On creativity: a legend speaks
Famed choreographer Twyla Tharp delivered her message loud and clear March 18 in a visit to UIndy: Creativity is not a magical gift for the chosen few. It’s available to anyone, but only as a byproduct of preparation and discipline.
“Each and every one of us is a creative person,” the Hoosier-born artist told the crowd in Ruth Lilly Performance Hall of the Christel DeHaan Fine Arts Center. “Accidents only happen to people who are working.”
Thus the oxymoronic concept of The Creative Habit, which was the title of Tharp’s bestselling 2003 how-to book and also that of her talk, presented by UIndy’s Sutphin Lectures in the Humanities series. Success in any creative field requires not just a bold, groundbreaking vision, she added, but also a strong knowledge and appreciation of our predecessors’ achievements.
“Rip them off. Use them. Don’t naysay the past,” said Tharp, who earlier in the day spent nearly an hour in a private discussion and Q&A session with select students. “Before you can think out of the box, you have to start with a box.”
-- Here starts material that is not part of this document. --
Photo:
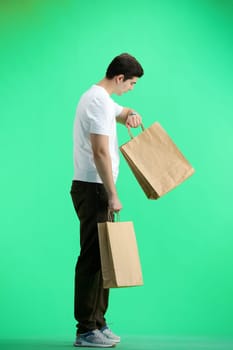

Since graduating from Barnard College in 1963, Tharp has choreographed more than 164 works: 129 dances, 12 television specials, six Hollywood movies, four full-length ballets, four Broadway shows, and two figure skating routines. She has earned one Tony Award, two Emmy Awards, and many other honors. In 1965, Tharp founded her dance company, Twyla Tharp Dance. By combining different forms of movement—such as jazz, ballet, boxing, and inventions of her own making—Tharp’s work expands the boundaries of ballet and modern dance.